Davanın açılmasından sonra bölgede, plan kararları uyarınca
25 adet bungalov evin (serender tipi ev); yapımına hızla başlanmış, yargılama
sırasında yapılan keşif sırasında yapımı devam eden bu evlerin mevcut ağaç
gövdeleri ve ağaç köklerinde yarattığı tahribat gözlemlenebilmiştir. Nitekim
keşif sonucu hazırlanan bilirkişi raporunda da bu hususa değinilerek kır evleri
olarak yapımına başlanan bu yapıların ağaç kesilmeden ve tek katlı olarak
yapılacak olsalar da orman alanı içerisinde yapılmakta olmaları ve belirli bir
yüksekliklerinin bulunması sebebiyle ağaç dalları ve ağaç köklerinin bu inşa
sürecinden olumsuz etkilendiklerinin görüldüğü, kır evlerine ulaşımı sağlamak
üzere oluşturulacak yürüyüş yollarına uygulanacak kaplama malzemesi ve bu
malzemenin altına uygulanacak betonun orman toprağı üzerinde tahribata yol açacağı,
alanın gece de insan kullanımına açılmasının yaban hayatı açısından yaşamsal
öneme sahip Gölcük Göleti’nin yaban hayatının kullanımından çıkartılması
anlamına geleceği ve yaban hayatını olumsuz yönde etkileyeceği, konaklama
imkanının aynı zamanda alanın tel örgü ile çevrilmesi gibi güvenlik
önlemlerinin alınmasını da gerektireceği, tabiat parkı sınırlarının tel örgü
ile çevrilerek alan içerisine yaban hayatını engellemenin de tabiat parkı
olarak belirleme kriterlerine sahip olmaktan uzaklaştıracağına vurgu yapılmış,
idare ve konuk evi olarak adlandırılan tesis ile ilgili olarak ise 250,00 m²
taban oturumuna, 925,00 m² kullanım alanına sahip olmak üzere projelendirilen
bu tesisin kısmen ağaçlık alana isabet ettiği, tabiat parkı içerisinde genel
anlamda bir idare binasına ihtiyaç bulunacağı değerlendirilmekle birlikte
yerleşim birimine olan yakınlığı nedeniyle kısa süreli de olsa tesis bünyesinde
planlanan büyüklükte konaklama imkanı yaratılmasını gerekli ve zorunlu kılan
bir hususun bulunmadığı, tabiat parkının bu bölgesinde yeni yapı yapılmak
yerine ana giriş kontrol noktası çevresindeki mevcut atıl yapıların tadil
edilerek ve gerekirse yerinde bir miktar büyütülerek kullanılmasının tabiat
parkı özelliğinin ve mevcut ekosistemin korunması adına daha uygun bir yaklaşım
olacağı belirtilmiştir.
Raporda ilave kır lokantası, dağ kızağı ve teleferik
üniteleri için ise alanı kullanacak ziyaretçilerin ihtiyaçlarına yönelik ve
tabiat parkı içerisindeki yer seçim kararlarının uygun olduğuna değinilmiştir.
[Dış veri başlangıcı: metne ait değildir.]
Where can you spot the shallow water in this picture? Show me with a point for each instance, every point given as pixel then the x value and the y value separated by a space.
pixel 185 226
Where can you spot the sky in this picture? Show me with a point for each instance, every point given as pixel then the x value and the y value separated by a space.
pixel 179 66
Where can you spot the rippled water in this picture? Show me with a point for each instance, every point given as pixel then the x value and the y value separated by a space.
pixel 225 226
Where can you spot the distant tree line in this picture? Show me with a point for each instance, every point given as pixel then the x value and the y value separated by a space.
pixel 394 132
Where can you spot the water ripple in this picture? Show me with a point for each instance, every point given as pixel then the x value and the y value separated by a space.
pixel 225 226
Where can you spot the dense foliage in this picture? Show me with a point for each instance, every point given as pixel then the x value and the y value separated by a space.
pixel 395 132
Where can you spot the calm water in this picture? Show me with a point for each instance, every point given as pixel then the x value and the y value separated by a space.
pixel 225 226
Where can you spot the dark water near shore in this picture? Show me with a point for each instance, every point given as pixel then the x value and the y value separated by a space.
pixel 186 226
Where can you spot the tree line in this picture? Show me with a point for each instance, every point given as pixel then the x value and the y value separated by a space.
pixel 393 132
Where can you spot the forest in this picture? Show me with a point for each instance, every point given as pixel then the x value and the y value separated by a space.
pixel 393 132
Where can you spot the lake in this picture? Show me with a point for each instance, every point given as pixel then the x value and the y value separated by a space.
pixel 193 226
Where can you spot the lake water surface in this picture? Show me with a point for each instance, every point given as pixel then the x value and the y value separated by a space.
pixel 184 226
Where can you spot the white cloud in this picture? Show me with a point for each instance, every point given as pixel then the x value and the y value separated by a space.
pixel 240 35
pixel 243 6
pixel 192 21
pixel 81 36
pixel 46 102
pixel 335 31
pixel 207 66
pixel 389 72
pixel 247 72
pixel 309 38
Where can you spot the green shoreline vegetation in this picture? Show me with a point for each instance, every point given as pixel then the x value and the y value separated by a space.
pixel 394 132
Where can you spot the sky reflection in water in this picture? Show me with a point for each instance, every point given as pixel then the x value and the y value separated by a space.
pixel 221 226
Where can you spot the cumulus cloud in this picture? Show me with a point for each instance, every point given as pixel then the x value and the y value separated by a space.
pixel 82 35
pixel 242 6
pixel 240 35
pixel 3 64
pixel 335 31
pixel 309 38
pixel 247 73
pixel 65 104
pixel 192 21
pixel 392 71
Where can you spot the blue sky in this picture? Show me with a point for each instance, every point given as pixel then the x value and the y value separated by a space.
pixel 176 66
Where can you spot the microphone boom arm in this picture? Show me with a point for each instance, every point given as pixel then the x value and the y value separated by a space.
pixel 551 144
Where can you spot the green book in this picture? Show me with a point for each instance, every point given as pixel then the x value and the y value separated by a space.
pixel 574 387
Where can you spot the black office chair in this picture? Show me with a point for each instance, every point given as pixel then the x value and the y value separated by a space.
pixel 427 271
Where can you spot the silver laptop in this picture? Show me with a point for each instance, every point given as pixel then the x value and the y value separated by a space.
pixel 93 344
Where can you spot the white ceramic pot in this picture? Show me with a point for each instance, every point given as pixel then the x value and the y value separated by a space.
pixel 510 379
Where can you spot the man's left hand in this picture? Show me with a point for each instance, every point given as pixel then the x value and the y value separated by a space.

Raporu ve davanın taraflarının rapora olan itirazlarını
değerlendiren Bolu İdare Mahkemesince 05.12.2018 tarihinde idare ve konuk evi
binası ile 25 adet serender tipi ev yönünden plan hakkında yürütmenin
durdurulmasına, ilave kır evi, dağ kızağı ve teleferik için ise söz konusu
tesislerin 2577 sayılı İdari Yargılama Usulü Kanununun 27. maddesinde aranan
şartlar gerçekleşmediğinden yürütmenin durdurulması talebimizin reddine karar
verilmiştir.
Yürütmenin durdurulması kararı tarafımıza 27.12.2018 tarihi
itibariyle tebliğ edilmiştir. Kararla birlikte davalı Orman ve Su İşleri
Bakanlığı serender tipi evleri henüz yıkmayacak olmakla birlikte en azından
yapımı duracak, tahribatın önü kesilecektir. Bundan sonraki aşamada tarafların
yürütmenin durdurulması kararına yahut kısmen ret kararına itirazları olur ise
Ankara Bölge İdare Mahkemesi tarafından değerlendirilecektir.
Bir kez daha ifade etmek isteriz ki bizler, Bolu’nun
turizmde gelişmesine karşı bir duruş içerisinde değiliz. Bu alanda gelişmek,
Bolu’nun ulusal ve uluslararası alanda daha fazla tanınması, hepimizin ortak
arzusudur; ancak bu gelişmeyi sağlarken doğal yapıyı da bozmamak gereklidir ve
mevcut haliyle korumanın getirisi, yukarıda ifade etmeye çalıştığımız üzere
uzun vadede çok daha yüksektir. Otelin doğaya zararı dokunmayacak Karacasu
Bölgesine yapılması, buradan ring seferler ile insanların Gölcük’e taşınması
önerisi, kesinlikle değerlendirilmeye alınmalıdır. Bu önerinin
değerlendirilmesi, projenin Gölcük’te uygulanması halinde meydana çıkacak olan
son derece maliyetli kanalizasyon, su gibi alt yapı hizmetleri maliyeti ve
sorunlarını da minimuma indirecektir. Kamuoyuna saygı ile duyurulur.”